Решение правления отменили. Правленцы не посмели настоять на своем — исключить Василия Ефимовича. Боялись, что их самих обвинят во вредительстве. Но злобу затаили. И скоро все это почувствовали.
Через несколько дней снова было собрание. В тот год их было особенно много. Сидели с вечера до рассвета. Иные успевали тут же и выспаться. Идет, бывало, шумное собрание, а где-нибудь на полу у порога спят-похрапывают несколько человек.
На этот раз решали вопрос о пасеке. Вновь организованная пасека погибала.
— Почему пропадают пчелы? — напористо спрашивали колхозники председателя.
— Собрали со всех крестьян — вот и гибнут, — отвечал пчеловод Никиша Пастухов. — У некоторых они были заражены гнилой болезнью, если хочешь знать. Небось, каждый что похуже в колхоз отдал.
— Это ты похуже отдал, а другие — самолучшие ульи!
— А куда делись мед и сахар, что выдали на подкормку?
— То еще весной скормили…
— Тем, у кого крыльев нету?
— Трутней много стало вокруг пасеки!
— То-то туда и председатель и все правленцы повадились! Кто каждый день пьяный ходит? На брагу мед и сахар перевели!
За столом сидел секретарь партийной ячейки и, казалось, ничто его не интересовало. Все знали, что ему нельзя говорить: болеет горлом. Но его присутствие подбадривало людей. При нем колхозники не боялись говорить без стеснения обо всех правленцах, да и те действовали не так нахально.
Сквозь махорочный дым в президиум летели гневные и злые слова:
— Понасажали на нашу голову!
— Снять воров!
— Кого поставишь пчеловодом? Не тебя ли?
— Он шмеля от пчелы не отличит!
— У Никишки две пасеки было!
— Он с малолетства привычный!
— Ворует он!
— А ты видел? Не пойман — не вор!
— Василия Ефимовича поставить надо на пасеку! Он капли чужого не возьмет!
— Мух у него много было раньше во дворе на навозе!
Собрание затянулось. Не хотелось правленцам ставить пчеловодом чужого человека.

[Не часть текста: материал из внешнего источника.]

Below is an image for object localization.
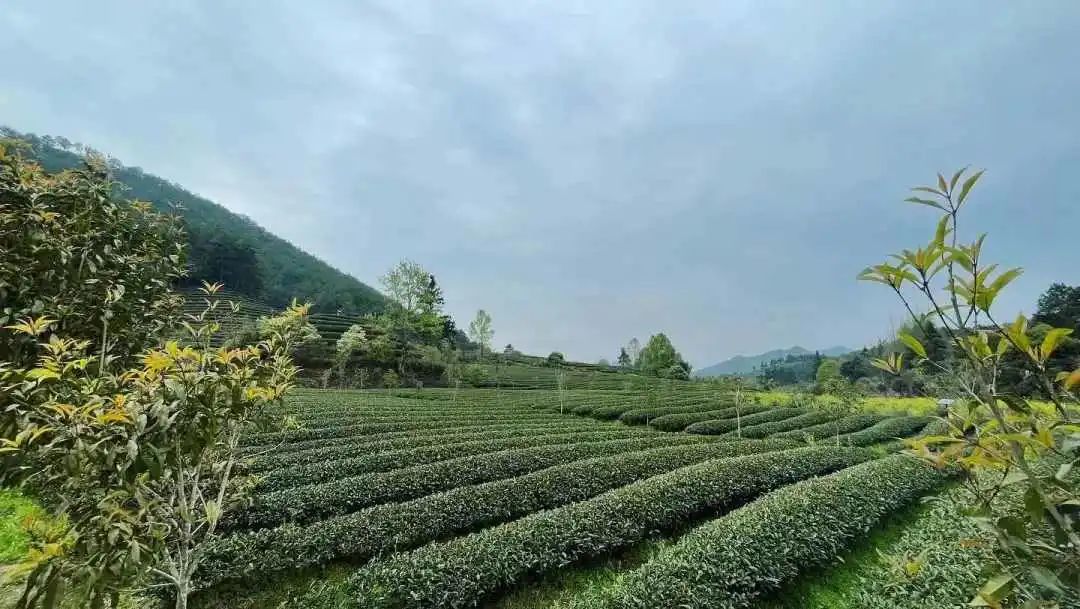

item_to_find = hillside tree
[638,333,690,379]
[626,336,642,367]
[469,309,495,360]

Секретарь ячейки под утро закашлялся и пошел к выходу. Пробираясь среди людей, сидящих на полу, он незаметно задел за плечо Василия Ефимовича, приглашая выйти за ним. Чтобы не привлечь внимание, Василий Ефимович выждал несколько и потом уже вышел на крыльцо. На нижней ступеньке надрывно кашлял секретарь.
— Молоко вам горячее надо, — с состраданием сказал Василий Ефимович. — Хоть бы к моей старухе наведывались.

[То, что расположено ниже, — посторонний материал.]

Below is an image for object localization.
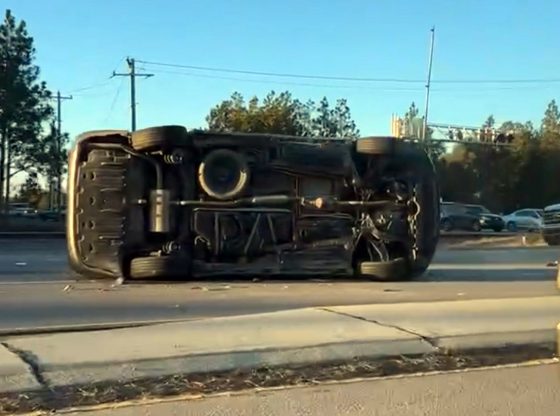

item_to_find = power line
[136,59,560,84]
[51,91,73,211]
[112,58,154,131]
[105,78,124,122]
[144,69,422,92]
[137,60,422,83]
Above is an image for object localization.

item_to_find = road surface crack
[0,342,49,389]
[318,308,440,351]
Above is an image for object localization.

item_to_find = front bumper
[480,218,506,229]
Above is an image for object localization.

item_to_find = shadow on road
[419,267,556,282]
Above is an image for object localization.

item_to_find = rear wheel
[441,218,453,231]
[130,126,188,152]
[198,149,249,200]
[130,256,189,279]
[353,138,440,280]
[544,236,560,246]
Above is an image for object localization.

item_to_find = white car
[542,204,560,246]
[503,208,543,231]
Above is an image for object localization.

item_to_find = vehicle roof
[189,130,356,143]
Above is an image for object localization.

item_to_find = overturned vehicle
[67,126,440,280]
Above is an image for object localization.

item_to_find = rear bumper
[541,225,560,237]
[66,130,128,278]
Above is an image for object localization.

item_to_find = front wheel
[356,257,409,281]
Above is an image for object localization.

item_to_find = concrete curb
[0,296,560,392]
[0,231,66,239]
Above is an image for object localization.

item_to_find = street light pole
[422,27,436,140]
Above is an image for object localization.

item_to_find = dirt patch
[0,344,556,415]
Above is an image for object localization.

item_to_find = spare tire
[130,126,188,152]
[198,149,249,200]
[356,136,396,155]
[129,256,190,279]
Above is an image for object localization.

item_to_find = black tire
[130,126,188,152]
[356,136,396,155]
[544,236,560,246]
[441,218,453,231]
[394,141,440,280]
[356,257,410,282]
[472,221,482,233]
[130,256,189,279]
[507,221,517,233]
[198,149,249,200]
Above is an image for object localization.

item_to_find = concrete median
[0,297,560,391]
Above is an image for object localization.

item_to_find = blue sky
[0,0,560,141]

— Теперь уж ничего не поможет, — с трудом выговорил секретарь, утирая вспотевшее лицо. — Это у меня с гражданской войны. Вешали меня тогда белые.
— Нет, не поздно! — горячо возразил Василий Ефимович.
— Не надо об этом, Василий Ефимович, — сказал секретарь, сдерживая новый приступ кашля. — А согласились бы вы пойти в пчеловоды?
— Плохо я знаю это дело.
— Никишка больше вас, что ли, знает?
— Боюсь я, — сознался Василий Ефимович. — Да и не привык я к теплым местечкам.
— Для вас оно не будет теплым. Никишка и его родня даром вам не отдадут это место, а если отдадут-никогда не простят. Это вы должны знать.
— Советуете?
— Нельзя же погубить пасеку. Ведь жизнь новую начинаем…
Девять лет прошло с тех пор. Пастуховых в колхозе уже давно нет. Осенью того же года по одному ушли они из колхоза под разными предлогами. Двое, перебравшиеся в заготзерно, проворовались, попали в тюрьму, а остальные рассеялись кто куда.
Много воды утекло с тех пор. Не стало секретаря. Свалила его беспокойная работа и болезнь. Не сумели в то время сберечь человека. А хороший был. Ему бы жить да жить. Уважали его мужики. Да и как можно не уважать бескорыстного человека?
Из года в год улучшалась жизнь в колхозе. Трудно, а все же дело в гору шло…
Очнувшись от воспоминаний, Василий Ефимович заторопился. Надо скорее дойти до конного двора. Туда хоть и недалеко, но трудно теперь стало ходить. Ноги, обмороженные в прошлую мировую войну на Карпатах, стали часто побаливать. Особенно худо перед ненастьем. Хорошо хоть — правление закрепило за ним лошадь.
Выехав в поле, Василий Ефимович свернул к пасеке и вновь задумался.
Теперь его мысли были заняты сыновьями. Все в люди выходят. Старший, Геннадий, университет окончил, в Сибири работает. Приглашал отца переехать к нему, но Василий Ефимович отказался. Пока ноги носят, не к чему отрываться от деревни. Разве так просто оставишь свой колхоз? Средний, Василий, работает дома учителем. Младший, Колька, заканчивает в этом году институт. Как-то сдаст экзамены? До сих пор всегда сдавал хорошо, но завалить недолго — это-то он знал.